Inequalities compound climate change impacts
Comparing my experiences in California and Somalia exposes not just the immense inequality of climate change impacts, but also the snowballing inequality in adaptation. For the world’s most at-risk, climate change related crises are often a double whammy of losing both your (uninsured) assets and your livelihood. Violent conflict over competition for resources is a reality for many, while women are more negatively impacted than men. The impact is exacerbated by the resource constraints of governments in countries like Somalia, where the majority of the most vulnerable people live.
Violent conflict over competition for resources is a reality for many, while women are more negatively impacted than men.
In contrast, my home country of Australia built an (emissions intensive!) desalination unit during the last extended drought and the current federal government just launched a AU$5 billion drought fund to help people like Halimo that are fortunate enough to live in Australia.
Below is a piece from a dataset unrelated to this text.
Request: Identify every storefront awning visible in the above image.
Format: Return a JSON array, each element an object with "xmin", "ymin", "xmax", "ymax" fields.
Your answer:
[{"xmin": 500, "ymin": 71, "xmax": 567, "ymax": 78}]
Delving deeper, the climate change and inequality intersection is even more striking. A temperature rise for the wealthy is offset by air-conditioning and holidays, perversely, contributing further to warming the climate. One’s personal motivation to address climate change can cool along with the air billowing out of the AC. Sufficient insurance that is more readily available to the wealthy eliminates the fear of losing everything.
Meanwhile, Halimo and billions more face the harshest realities of a changing climate with the least resources – a disparity that’s likely to grow as the impacts of climate change increase. Somalia may have escaped famine this time, but despite incredible resilience, Halimo and many others are at their wit’s end. Most people don’t have the cash to buy new livestock, and even if they did, pastoralism is increasingly unviable. As Halimo puts it, ‘who wants to eat grass?’